Оставшиеся в капсуле омраны переглянулись.
— Вам нужно перевязать рану, — тихо заговорил Дайген на тарианском.
Лейтенант Марайнэ выдавил слабую улыбку:
— Это уже ни к чему.
— Приговор еще не вынесен.
— Это лишь дело времени. Ты видел ее синяки?
— Это моя вина, лейтенант. Вы здесь ни при чем.
— Это не имеет значения, Дайген. Мы с тобой смертники, оба, и мы знали это с самого начала операции.
— Ратсова баба! — прошипел тот, сжимая кулаки. — Надо было ее силком заставить надеть…
— Это вряд ли бы помогло.
Один за другим, они поднялись по трапу в стыковочный рукав, где уже ждала девушка.
Инга слышала весь разговор, но ни слова не поняла. Тарианский язык оставался для нее недоступным секретом. И все же, каким-то шестым чувством она поняла, что речь шла о ней.
— Могли бы и побыстрее, — процедила она, нервно передернув плечами. — Раз уж вам так не терпится доставить меня вашему господину!
Возвращение на «Аламаут» прошло намного быстрее, чем неудавшееся бегство, и все это время Инга просидела на заднем кресле маленького разведывательного аппарата, в котором кроме нее, раненого лейтенанта и Дайгена, оказалось еще двое пилотов. Ей даже не позволили помочь в перевязке, хотя она сама предложила, чтобы хоть так загладить свою вину перед Марайнэ.
Наоборот, предельно вежливо, но твердо экипаж попросил ее не вмешиваться. Инга будто заново услышала странные слова лейтенанта: «Вы и так сделали все, что могли». В этих словах скрывалась тайная недосказанность, смысла которой она не могла понять.
Мужчины старались на нее не смотреть, но напряжение, возникшее в воздухе с ее появлением, было вполне осязаемым. И Инга чувствовала его, будто тысячи крошечных ледяных иголочек, то тут, то там вонзавшихся в ее кожу.
Омраны тихо переговаривались. Девушка не понимала ни слова, но почему-то была твердо уверена, что они говорят о ней. И это раздражало ее даже больше, чем собственный проигрыш.
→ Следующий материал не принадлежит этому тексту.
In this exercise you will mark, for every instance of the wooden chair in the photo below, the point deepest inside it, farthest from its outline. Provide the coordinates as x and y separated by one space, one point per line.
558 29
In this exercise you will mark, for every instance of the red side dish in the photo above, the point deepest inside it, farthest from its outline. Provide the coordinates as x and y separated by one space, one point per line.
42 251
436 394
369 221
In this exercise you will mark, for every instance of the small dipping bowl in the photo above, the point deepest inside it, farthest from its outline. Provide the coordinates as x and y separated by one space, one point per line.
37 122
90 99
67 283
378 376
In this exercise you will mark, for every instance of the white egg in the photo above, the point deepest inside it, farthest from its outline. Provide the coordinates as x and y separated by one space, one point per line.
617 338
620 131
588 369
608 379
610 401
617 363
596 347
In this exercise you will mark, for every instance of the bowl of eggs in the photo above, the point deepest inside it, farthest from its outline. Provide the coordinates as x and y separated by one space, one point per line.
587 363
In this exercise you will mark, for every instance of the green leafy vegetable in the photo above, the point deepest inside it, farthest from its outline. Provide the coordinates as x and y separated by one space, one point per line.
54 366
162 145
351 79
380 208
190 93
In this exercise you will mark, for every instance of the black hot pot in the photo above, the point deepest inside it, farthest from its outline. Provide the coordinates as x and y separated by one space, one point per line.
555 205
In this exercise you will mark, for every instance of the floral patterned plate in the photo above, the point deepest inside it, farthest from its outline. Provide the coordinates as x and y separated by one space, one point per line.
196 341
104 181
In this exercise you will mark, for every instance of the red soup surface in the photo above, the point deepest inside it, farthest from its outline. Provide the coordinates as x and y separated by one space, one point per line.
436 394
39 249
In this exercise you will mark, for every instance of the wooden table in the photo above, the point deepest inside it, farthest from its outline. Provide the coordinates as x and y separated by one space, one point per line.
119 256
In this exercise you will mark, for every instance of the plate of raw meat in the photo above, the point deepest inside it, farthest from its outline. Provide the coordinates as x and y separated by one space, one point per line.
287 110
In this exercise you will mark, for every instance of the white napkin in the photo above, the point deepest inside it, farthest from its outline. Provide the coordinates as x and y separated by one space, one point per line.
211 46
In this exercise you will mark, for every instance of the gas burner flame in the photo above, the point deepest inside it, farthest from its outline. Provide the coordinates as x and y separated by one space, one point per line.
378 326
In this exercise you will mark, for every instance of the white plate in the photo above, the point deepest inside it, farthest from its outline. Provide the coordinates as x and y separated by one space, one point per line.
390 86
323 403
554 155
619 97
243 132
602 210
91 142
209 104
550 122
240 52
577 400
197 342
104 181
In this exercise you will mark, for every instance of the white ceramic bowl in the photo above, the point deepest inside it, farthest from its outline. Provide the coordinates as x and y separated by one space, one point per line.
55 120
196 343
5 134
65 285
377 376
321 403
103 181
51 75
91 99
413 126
Не выдержав, она звонко шлепнула по подлокотникам кресла:
— Эй! В приличном обществе принято говорить на языке, который понятен всем присутствующим!
Ее возмущение повисло в тишине. Омраны как по команде замолчали, и до конца пути никто из них не произнес ни слова. Но Инга чувствовала, что они ей вовсе не рады.
Уже во время стыковки на ксанар Марайнэ пришло сообщение. Прочитав его, лейтенант поднял голову и отыскал взглядом Ингу.
Девушка с трудом сдержалась, чтобы не съежиться под его немигающим взглядом. В его глазах она увидела сожаление, причина которого оставалась для нее такой же загадкой, как и отчужденность остальных мужчин.
— Госпожа, — произнес он таким тоном, будто заранее ждал сопротивление и готовился к нему, — я только что получил приказ от амона Сорн Дайлера доставить вас на гауптвахту.
— Что? — опешившая Инга даже привстала. — Куда?
— Вы арестованы. — Он опустил голову, отводя взгляд. — Извините, это приказ адмирала.
По лицу девушки разлилась мертвенная бледность, от чего ее кожа стала похожа на пепел.
Сжав руки, чтобы унять нервную дрожь, она сглотнула слюну, ставшую вдруг горькой, как яд, и еле слышно произнесла:
— Это… какая-то шутка? Он меня арестовал? Как преступницу?
— Боюсь, это не шутка, госпожа. По нашим законам вы действительно преступница.
Инга попыталась растянуть пересохшие губы в насмешливой улыбке.